Installing pandas and Preparing Data
For more information about concepts covered in this lesson, you can check out:
00:00 Installing pandas and preparing data.
00:04 The code in this course is executed with Python 3.9 and pandas 1.2.5. It’s generally considered best practice to work in a virtual environment when you’re working with any new package. If you’re not sure how to do this, check out this Real Python course.
00:22 First things first, you’ll need the pandas library. You can install it with the line seen onscreen.
00:32 Once the installation process is complete, you should have pandas installed and ready to use with Python.

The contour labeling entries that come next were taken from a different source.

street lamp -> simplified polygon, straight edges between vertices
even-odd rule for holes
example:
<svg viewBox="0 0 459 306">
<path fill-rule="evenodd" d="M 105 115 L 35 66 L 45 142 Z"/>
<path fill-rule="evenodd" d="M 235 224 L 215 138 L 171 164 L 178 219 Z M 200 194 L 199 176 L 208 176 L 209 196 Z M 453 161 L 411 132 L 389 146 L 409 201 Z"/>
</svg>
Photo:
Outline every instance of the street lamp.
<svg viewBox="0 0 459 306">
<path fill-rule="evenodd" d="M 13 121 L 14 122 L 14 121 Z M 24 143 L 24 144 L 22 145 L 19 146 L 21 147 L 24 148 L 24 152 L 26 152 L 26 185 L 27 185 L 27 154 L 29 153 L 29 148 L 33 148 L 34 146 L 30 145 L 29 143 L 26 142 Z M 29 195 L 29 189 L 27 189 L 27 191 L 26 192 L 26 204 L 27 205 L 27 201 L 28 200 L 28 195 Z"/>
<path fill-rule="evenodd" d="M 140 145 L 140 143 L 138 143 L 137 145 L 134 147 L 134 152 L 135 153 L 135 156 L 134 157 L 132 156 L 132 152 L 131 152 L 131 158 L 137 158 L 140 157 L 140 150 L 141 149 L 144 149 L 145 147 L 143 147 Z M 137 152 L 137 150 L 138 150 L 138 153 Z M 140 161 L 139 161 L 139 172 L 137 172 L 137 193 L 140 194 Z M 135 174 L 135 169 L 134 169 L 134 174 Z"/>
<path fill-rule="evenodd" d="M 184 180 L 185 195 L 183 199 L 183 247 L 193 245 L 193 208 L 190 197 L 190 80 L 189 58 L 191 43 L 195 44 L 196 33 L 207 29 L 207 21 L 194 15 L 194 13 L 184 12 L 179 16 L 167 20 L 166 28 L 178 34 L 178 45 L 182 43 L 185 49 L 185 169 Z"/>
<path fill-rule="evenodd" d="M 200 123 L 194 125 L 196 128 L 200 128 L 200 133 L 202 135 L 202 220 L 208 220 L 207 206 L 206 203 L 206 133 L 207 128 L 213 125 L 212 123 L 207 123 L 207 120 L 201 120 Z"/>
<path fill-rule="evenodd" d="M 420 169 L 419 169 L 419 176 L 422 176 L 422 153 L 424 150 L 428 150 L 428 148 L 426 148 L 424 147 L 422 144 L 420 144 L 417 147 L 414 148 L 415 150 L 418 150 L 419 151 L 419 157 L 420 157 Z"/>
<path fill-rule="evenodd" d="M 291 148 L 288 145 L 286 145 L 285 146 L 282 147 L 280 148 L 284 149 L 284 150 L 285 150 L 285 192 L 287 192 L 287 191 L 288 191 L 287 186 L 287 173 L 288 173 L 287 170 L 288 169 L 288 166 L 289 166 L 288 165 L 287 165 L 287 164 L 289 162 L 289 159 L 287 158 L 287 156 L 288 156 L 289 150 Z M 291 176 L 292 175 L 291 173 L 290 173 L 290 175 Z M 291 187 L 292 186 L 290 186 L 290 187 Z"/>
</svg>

00:40 In this course, you’ll use the data related to twenty countries. Here’s an overview of the data and sources you’ll be working with. Country is denoted by the country name.
00:49 Each country is in the top ten list for either population, area, or gross domestic product. The row labels for the dataset are the three-letter country codes defined in ISO 3166-1.
01:02
The column label for the dataset is COUNTRY
. Population is expressed in millions. The data comes from a list of countries and dependencies by population on Wikipedia.
01:13
The column label for the dataset is POP
. Area is expressed in thousands of kilometers squared. The data comes from a list of countries and dependencies by area on Wikipedia, and the column label for the dataset is AREA
. Gross domestic product is expressed in millions of U.S. dollars, according to United Nations data for 2017.
01:35
This data was also sourced from Wikipedia, and the column label for the dataset is GDP
. Continent is either Africa, Asia, Oceania, Europe, North America, or South America.
01:48
This information is also from Wikipedia, and the column label for the dataset is CONT
. Independence day is a date that commemorates a nation’s independence.
01:58 The data comes from the list of national independence days on Wikipedia, and the dates are shown in ISO 8601 format. The first four digits represent the year, the next two numbers are the month, and the last two are for the day of the month.
02:12
The column label for the dataset is IND_DAY
. This is how the data looks as a table. You may notice that some of the data is missing. For example, the continent for Russia is not specified because it spreads across both Europe and Asia.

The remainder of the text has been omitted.